Tone Exercise 1: Write Sales Content for Someone Else
Imagine you’re a copywriter for a painting company in the Denver, Colorado, area. This company paints home and business interiors and exteriors as well as hangs wallpaper. They want their website to be professional but with a casual tone. Their painters are master craftspeople, with 10 or more years of experience each.
Write about 100 words for the home page of this client’s website, describing and selling their services. Remember that you’re trying to inhabit someone else’s reality, but don’t worry too much.
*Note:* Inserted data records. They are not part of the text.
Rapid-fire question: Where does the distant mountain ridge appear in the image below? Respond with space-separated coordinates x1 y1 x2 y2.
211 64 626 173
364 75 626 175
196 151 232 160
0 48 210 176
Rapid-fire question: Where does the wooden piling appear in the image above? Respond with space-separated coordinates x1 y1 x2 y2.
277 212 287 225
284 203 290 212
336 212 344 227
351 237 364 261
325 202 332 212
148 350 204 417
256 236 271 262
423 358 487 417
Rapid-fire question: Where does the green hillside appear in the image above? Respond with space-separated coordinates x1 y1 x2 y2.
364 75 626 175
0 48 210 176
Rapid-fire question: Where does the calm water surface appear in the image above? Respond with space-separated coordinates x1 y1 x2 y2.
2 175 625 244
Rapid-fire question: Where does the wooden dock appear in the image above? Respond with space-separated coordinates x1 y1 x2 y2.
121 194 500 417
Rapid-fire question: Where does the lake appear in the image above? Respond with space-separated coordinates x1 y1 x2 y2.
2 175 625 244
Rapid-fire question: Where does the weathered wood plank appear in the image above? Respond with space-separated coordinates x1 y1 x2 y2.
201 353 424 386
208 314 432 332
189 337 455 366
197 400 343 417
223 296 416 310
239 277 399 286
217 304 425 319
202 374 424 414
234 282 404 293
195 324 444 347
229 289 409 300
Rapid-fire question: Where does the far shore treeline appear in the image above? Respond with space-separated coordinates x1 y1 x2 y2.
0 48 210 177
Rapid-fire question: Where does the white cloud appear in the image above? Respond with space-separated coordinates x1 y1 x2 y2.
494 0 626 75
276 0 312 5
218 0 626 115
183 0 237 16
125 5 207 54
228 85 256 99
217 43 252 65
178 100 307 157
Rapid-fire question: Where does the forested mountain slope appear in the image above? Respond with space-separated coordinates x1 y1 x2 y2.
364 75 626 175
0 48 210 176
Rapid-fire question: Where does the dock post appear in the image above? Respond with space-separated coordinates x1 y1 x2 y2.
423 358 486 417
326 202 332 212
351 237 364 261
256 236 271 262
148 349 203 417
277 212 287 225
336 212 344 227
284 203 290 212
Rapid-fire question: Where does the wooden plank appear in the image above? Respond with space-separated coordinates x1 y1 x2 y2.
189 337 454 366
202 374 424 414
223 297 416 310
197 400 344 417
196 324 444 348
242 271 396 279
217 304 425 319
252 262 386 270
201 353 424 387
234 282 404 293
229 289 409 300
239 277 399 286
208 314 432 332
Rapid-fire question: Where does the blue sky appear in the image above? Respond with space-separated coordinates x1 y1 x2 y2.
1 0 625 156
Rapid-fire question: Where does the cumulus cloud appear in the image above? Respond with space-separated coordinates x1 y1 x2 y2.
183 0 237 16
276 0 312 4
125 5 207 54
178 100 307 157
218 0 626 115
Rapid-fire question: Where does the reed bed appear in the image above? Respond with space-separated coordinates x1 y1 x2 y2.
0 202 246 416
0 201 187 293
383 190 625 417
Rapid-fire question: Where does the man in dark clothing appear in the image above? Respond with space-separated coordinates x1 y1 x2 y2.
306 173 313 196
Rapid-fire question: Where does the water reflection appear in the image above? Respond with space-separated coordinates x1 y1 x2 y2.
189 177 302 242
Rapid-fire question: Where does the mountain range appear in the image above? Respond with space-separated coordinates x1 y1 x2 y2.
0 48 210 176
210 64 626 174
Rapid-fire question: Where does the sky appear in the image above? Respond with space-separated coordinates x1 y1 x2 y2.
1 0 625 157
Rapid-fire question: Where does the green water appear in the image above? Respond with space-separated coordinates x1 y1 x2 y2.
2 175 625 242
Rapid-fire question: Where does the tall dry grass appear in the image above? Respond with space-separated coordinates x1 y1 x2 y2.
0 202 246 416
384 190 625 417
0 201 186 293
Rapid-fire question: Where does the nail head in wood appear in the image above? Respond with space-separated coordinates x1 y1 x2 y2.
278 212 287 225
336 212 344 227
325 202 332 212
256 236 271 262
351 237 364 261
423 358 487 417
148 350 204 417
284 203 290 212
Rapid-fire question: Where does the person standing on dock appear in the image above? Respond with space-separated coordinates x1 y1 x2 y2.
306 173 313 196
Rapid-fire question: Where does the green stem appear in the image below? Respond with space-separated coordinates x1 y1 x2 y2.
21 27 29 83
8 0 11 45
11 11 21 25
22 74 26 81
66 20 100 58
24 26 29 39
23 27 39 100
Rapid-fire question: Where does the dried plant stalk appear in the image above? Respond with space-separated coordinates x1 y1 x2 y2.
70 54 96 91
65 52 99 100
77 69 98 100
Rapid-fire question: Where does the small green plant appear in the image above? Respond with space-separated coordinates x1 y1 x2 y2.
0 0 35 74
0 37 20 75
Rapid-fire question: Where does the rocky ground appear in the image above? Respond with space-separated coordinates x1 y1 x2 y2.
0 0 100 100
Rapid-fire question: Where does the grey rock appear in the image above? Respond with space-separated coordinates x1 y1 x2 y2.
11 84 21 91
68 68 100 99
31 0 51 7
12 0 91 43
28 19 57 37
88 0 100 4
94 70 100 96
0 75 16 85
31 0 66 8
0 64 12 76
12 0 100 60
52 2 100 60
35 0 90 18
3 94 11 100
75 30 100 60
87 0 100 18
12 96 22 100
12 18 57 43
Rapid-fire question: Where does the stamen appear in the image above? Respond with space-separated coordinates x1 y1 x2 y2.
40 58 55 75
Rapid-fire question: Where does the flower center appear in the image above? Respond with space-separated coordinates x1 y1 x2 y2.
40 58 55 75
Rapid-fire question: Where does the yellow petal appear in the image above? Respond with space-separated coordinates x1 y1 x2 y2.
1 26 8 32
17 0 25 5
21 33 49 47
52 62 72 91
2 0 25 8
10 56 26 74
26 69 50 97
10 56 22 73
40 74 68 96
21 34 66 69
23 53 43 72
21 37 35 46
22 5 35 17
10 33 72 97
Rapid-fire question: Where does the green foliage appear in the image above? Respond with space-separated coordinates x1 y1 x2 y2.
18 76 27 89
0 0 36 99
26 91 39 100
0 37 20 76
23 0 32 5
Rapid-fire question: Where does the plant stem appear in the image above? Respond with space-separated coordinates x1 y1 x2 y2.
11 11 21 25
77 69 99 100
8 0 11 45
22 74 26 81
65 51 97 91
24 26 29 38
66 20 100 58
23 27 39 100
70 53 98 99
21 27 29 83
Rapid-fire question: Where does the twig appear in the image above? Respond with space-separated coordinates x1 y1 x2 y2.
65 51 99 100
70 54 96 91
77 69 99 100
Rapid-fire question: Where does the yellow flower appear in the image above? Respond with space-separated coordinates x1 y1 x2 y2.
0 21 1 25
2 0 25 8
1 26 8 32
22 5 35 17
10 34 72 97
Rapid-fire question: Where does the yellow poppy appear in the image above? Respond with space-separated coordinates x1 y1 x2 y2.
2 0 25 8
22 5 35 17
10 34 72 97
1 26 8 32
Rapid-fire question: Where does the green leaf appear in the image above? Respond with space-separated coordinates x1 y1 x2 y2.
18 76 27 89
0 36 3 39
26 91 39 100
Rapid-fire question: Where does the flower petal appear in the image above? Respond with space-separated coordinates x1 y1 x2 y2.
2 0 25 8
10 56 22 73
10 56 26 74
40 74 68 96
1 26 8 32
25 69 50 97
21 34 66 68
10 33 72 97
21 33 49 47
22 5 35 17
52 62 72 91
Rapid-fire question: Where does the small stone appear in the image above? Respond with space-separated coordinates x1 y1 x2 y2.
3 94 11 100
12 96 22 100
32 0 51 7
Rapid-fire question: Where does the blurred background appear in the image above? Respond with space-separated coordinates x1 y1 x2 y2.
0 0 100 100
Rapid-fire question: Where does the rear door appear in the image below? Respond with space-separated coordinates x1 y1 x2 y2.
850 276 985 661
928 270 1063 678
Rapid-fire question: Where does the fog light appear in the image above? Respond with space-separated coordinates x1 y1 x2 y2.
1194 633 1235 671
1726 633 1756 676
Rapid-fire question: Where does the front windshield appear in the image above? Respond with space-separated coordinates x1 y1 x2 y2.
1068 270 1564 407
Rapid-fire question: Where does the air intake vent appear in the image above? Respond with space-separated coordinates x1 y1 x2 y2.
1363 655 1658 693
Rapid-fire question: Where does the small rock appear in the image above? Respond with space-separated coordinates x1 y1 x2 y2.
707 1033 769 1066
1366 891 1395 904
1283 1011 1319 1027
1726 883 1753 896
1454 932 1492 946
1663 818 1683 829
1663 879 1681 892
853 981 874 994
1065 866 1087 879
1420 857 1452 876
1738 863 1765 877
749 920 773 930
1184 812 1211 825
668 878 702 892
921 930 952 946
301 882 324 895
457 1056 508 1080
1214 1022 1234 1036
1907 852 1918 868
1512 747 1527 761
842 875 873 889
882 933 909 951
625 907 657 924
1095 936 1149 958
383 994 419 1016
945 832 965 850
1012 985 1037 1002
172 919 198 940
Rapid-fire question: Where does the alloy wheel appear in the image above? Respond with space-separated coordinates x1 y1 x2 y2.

Just do your best, and spend no more than 5 minutes on this exercise.
Tone Exercise 2: Become a Fictional Character
For about 5 minutes, write a scene from the perspective of one of these well-known fictional characters:
- Han Solo
- Winnie the Pooh
- Gandalf
- Hermione Granger
- Regina George
Create a tone that fits this character’s perspective.
Tone Exercise 3: Identify the Strategies You Used
Now, dissect the choices you made in the previous exercises. What kinds of words did you use? What was your sentence structure like? What verb forms (progressive tenses, for example) did you repeatedly rely on?
Just as importantly, what effect did those choices have on each piece? If you were to revise and polish these pieces, what stylistic choices would you stand by, and what would you change? Did you create the tones you meant to create?
Finally, compare and contrast your fiction writing and copywriting styles. Is your style flexible enough that you can create tones for various situations? If not, how can you differentiate your tones more?
(If you need ideas, try simplifying your copywriting. In general, copywriting uses more direct, simple sentences and leans less on description than fiction does.)
What did you learn about your writing? What stylistic elements will you pay more attention to as you continue your work in progress?